Twenty years of direct relationship with David Adelsheim, the man who authored the Willamette Valley AVA and built the architecture that Oregon wine operates inside. Private access through Vineyard Confidential.

Willamette Valley, Chehalem Mountains, Oregon
Adelsheim Vineyard

The first time I sat across a table from David Adelsheim, we were somewhere between the second and third bottle, and he was explaining why the Willamette Valley had no choice but to become what it became. Not modestly. Not boastfully. With the particular calm of someone who watched a thing happen because he had spent thirty years making sure it would.

I have known David for twenty years. I have been to the estate, walked the Chehalem Mountains with him, and shared enough meals that the conversation long ago moved past wine and into the more interesting territory beneath it. What I can tell you, from those conversations, is that what David built in Oregon has no real parallel in American wine history.

He and his wife Ginny bought 19 acres outside Newberg in 1971. There was no Willamette Valley AVA. There was no market for Oregon Pinot Noir. There was volcanic hillside, a handful of families making bets on the same ridge, and a man who had worked harvest at the Lycee Viticole in Beaune and come home convinced that this cool, rain-shadowed valley could do what Burgundy did. Between 1972 and 1977, while farming his own land, he authored the petition that became the Willamette Valley AVA in 1983, lobbied the Oregon Liquor Control Commission for the strictest wine labeling regulations in America, helped source the Burgundian clones that would define the valley's character for the next half century, assisted Maison Joseph Drouhin in establishing their Oregon foothold, founded Oregon Pinot Camp in 2000, and was instrumental in creating the Oregon Wine Board in 2005. The sub-appellation system that now defines the valley's most valuable addresses, including the Chehalem Mountains where Adelsheim planted first, exists because David argued for it in rooms where most people did not yet believe Oregon wine was serious.

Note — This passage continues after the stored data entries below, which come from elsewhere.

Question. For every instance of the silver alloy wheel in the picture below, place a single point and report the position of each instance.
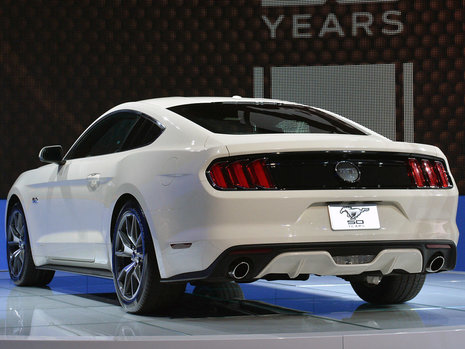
(16, 240)
(129, 256)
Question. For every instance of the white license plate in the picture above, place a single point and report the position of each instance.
(354, 217)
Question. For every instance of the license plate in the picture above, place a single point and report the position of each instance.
(354, 217)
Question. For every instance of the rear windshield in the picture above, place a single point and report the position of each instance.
(253, 118)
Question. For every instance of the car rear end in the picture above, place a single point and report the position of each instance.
(289, 205)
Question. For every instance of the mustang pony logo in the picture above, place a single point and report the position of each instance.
(353, 212)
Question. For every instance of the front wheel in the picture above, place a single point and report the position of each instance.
(393, 289)
(21, 266)
(135, 269)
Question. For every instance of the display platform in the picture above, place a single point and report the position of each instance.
(323, 312)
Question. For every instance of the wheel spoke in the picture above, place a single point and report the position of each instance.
(129, 255)
(14, 231)
(127, 250)
(134, 230)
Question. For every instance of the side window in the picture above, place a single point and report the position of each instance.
(106, 137)
(146, 131)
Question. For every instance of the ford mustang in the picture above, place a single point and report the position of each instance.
(161, 192)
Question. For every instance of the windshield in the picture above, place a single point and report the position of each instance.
(254, 118)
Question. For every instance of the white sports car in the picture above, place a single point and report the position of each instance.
(161, 192)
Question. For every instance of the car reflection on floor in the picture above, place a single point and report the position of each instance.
(87, 306)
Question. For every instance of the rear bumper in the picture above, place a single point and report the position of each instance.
(288, 261)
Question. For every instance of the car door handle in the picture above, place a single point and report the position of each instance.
(93, 181)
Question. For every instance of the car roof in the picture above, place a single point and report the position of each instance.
(168, 102)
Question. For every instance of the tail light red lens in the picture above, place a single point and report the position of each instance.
(444, 178)
(428, 174)
(217, 175)
(259, 174)
(242, 174)
(416, 173)
(236, 172)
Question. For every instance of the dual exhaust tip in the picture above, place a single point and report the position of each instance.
(240, 269)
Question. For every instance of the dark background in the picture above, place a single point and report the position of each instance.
(63, 63)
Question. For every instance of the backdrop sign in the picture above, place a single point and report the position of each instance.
(396, 66)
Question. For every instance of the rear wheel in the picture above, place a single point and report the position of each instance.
(21, 266)
(392, 289)
(135, 270)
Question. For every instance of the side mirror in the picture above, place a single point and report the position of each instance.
(52, 154)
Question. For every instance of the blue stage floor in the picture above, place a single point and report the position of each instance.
(76, 306)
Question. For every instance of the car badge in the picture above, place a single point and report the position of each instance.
(347, 171)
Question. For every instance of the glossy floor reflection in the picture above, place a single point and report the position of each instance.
(87, 306)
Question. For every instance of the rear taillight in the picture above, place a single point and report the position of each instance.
(241, 174)
(428, 174)
(444, 178)
(416, 173)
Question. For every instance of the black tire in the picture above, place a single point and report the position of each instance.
(393, 289)
(222, 290)
(21, 266)
(135, 269)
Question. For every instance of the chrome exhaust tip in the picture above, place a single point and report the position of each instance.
(435, 264)
(239, 270)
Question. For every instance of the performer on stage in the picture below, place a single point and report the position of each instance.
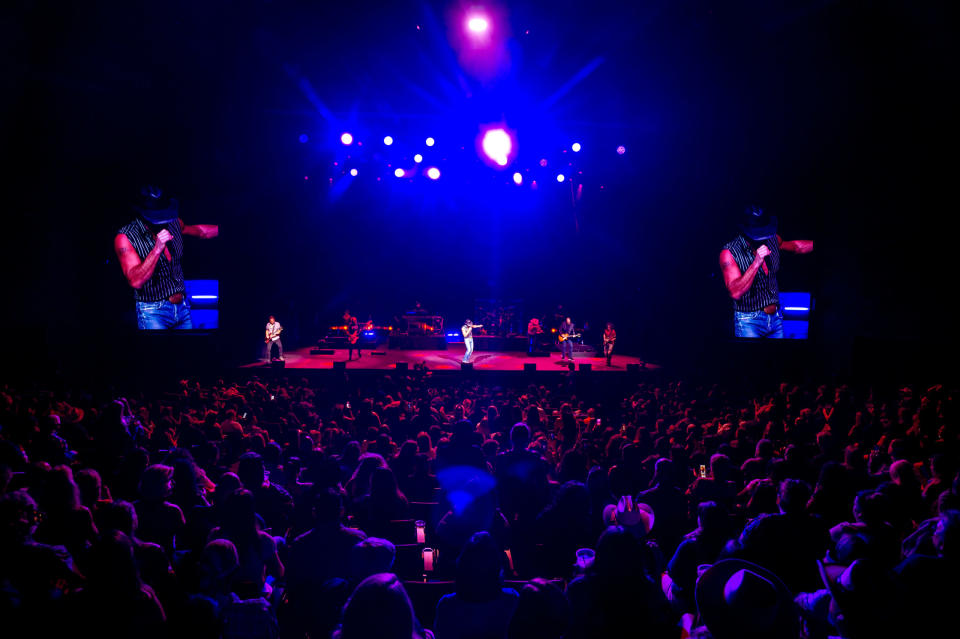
(534, 331)
(467, 330)
(567, 332)
(750, 263)
(149, 250)
(271, 337)
(353, 335)
(609, 338)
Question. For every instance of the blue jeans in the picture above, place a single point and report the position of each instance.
(152, 316)
(758, 325)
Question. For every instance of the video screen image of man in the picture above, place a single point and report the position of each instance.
(150, 251)
(750, 263)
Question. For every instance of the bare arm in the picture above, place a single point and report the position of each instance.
(738, 283)
(203, 231)
(136, 271)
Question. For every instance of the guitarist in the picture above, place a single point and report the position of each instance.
(353, 335)
(567, 329)
(271, 337)
(609, 338)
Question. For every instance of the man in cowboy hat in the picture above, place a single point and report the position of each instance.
(149, 250)
(750, 263)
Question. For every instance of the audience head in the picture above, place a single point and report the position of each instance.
(379, 608)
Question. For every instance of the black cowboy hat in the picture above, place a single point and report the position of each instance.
(739, 599)
(155, 206)
(757, 224)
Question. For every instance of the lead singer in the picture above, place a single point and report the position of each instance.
(750, 263)
(467, 330)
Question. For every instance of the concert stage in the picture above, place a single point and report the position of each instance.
(438, 360)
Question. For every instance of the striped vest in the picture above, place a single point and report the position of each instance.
(167, 277)
(763, 291)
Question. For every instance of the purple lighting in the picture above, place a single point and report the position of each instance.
(478, 24)
(497, 146)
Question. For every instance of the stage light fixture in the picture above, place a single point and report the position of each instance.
(497, 146)
(478, 25)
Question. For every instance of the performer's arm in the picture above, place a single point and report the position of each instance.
(203, 231)
(796, 246)
(739, 283)
(136, 271)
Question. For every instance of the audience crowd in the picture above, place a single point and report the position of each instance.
(419, 506)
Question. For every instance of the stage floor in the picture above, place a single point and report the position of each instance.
(448, 360)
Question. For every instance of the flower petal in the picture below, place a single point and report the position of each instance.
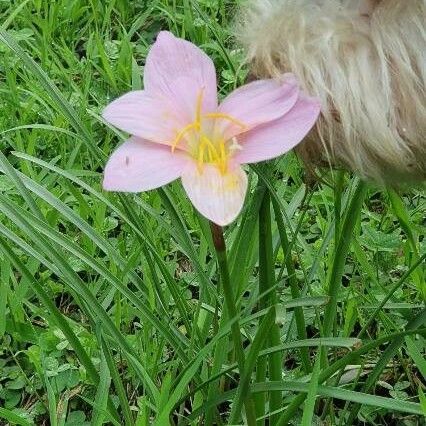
(257, 103)
(141, 114)
(138, 165)
(274, 139)
(171, 58)
(219, 197)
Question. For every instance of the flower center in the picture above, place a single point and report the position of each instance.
(206, 142)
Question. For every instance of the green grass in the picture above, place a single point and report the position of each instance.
(112, 306)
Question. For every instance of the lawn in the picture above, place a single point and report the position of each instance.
(122, 309)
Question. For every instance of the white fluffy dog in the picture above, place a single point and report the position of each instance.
(365, 59)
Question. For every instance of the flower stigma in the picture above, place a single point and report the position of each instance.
(205, 143)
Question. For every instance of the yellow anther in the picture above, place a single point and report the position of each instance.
(206, 145)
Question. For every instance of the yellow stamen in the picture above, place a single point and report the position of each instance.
(208, 146)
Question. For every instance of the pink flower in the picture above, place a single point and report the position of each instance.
(179, 130)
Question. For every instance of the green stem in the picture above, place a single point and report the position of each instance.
(294, 288)
(220, 247)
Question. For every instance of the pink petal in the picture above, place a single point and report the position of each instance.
(144, 115)
(274, 139)
(257, 103)
(171, 58)
(216, 196)
(138, 165)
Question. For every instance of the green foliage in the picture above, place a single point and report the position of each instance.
(110, 307)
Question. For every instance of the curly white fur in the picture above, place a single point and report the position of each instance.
(366, 60)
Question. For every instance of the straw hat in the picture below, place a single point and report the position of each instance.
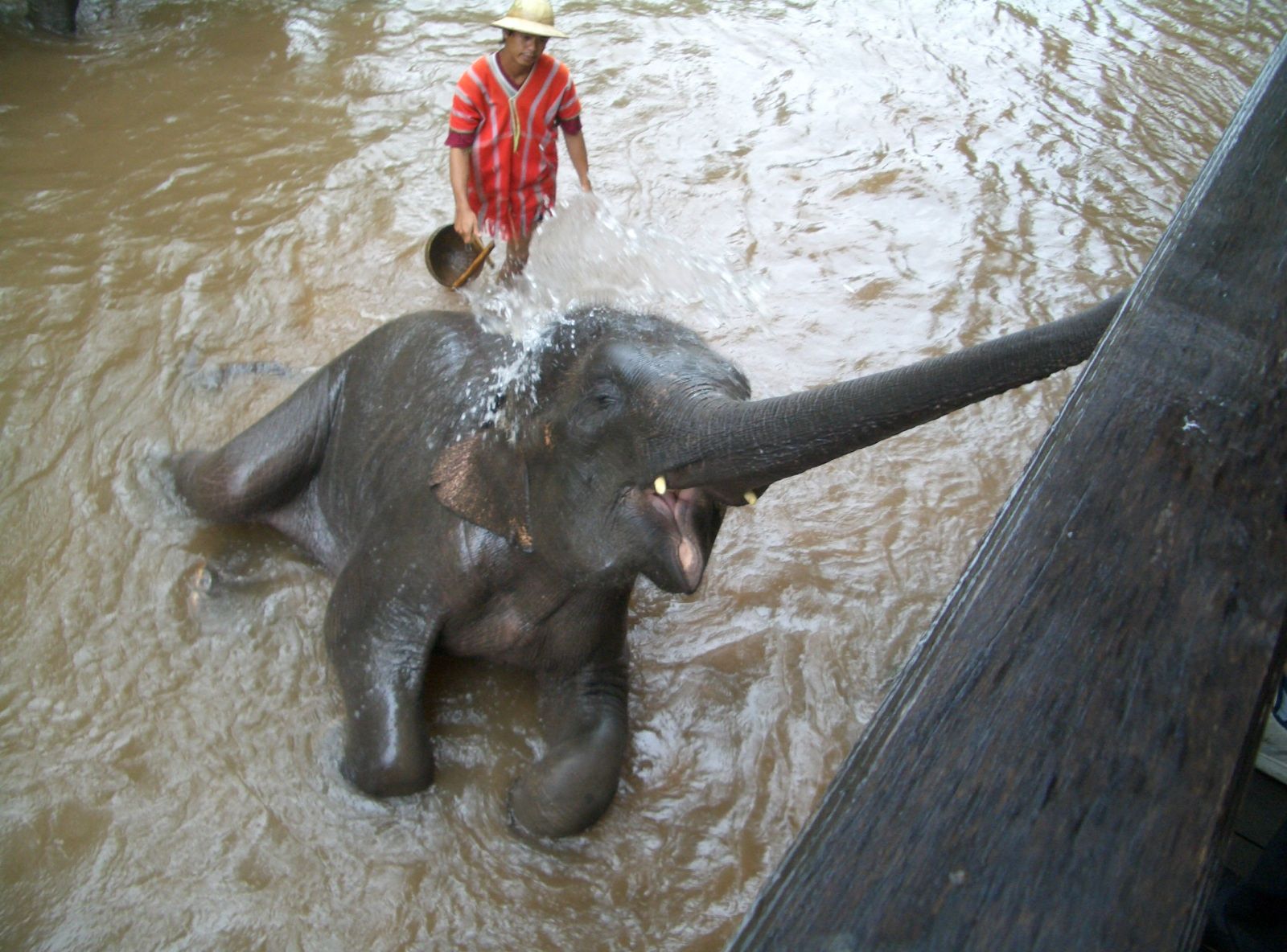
(534, 17)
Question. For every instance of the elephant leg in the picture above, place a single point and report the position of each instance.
(380, 650)
(268, 463)
(586, 735)
(55, 16)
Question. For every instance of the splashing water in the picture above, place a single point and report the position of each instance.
(586, 256)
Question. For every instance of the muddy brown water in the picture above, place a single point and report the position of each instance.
(821, 188)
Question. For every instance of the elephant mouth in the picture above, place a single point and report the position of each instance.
(676, 514)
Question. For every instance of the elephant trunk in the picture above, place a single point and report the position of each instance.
(740, 445)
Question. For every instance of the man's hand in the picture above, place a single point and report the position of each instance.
(467, 225)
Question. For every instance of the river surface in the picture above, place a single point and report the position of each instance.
(823, 190)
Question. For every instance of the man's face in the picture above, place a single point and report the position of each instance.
(524, 48)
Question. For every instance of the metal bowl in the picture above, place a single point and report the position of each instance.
(450, 257)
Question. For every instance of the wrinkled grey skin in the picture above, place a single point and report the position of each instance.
(55, 16)
(512, 523)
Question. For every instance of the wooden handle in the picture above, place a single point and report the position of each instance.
(474, 265)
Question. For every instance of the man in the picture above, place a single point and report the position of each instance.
(505, 122)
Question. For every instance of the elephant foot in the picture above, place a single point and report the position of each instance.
(569, 789)
(388, 774)
(199, 582)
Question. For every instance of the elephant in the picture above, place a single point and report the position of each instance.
(479, 499)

The wines reflect all of it. The Chardonnay carries a mineral tension that comes from elevation and restraint, closer in character to a village Burgundy than anything grown further south. The Pinot Noir is built on five decades of understanding one piece of volcanic ground, and it shows.

A private visit to Adelsheim through Vineyard Confidential is not a tasting room experience with a poured flight and a purchase table at the end. It is time with the man who wrote the architecture that the rest of the valley operates inside. That conversation is not available on any standard itinerary.

From the Cellar

The 2021 Adelsheim Chardonnay is the clearest argument for why clone selection matters. David spent years sourcing the Burgundian material that gave Willamette Valley Chardonnay its current character, and this bottle is the direct result of that work. Citrus and orchard fruit pulled tight by genuine mineral tension, closer in structure to a village Chablis than anything grown in warmer American appellations. It is not a showy wine. It is a precise one, and precision is what you taste when the right variety meets the right ground.

The 2022 Adelsheim Pinot Noir carries fifty years of site knowledge in a single bottle. Bright red fruit, a savory earthy undertone, tannin structure that rewards patience but does not demand it. What you are tasting is not a winemaker's intervention. It is the accumulated understanding of one volcanic hillside in the Chehalem Mountains, refined across five decades by the person who first planted it.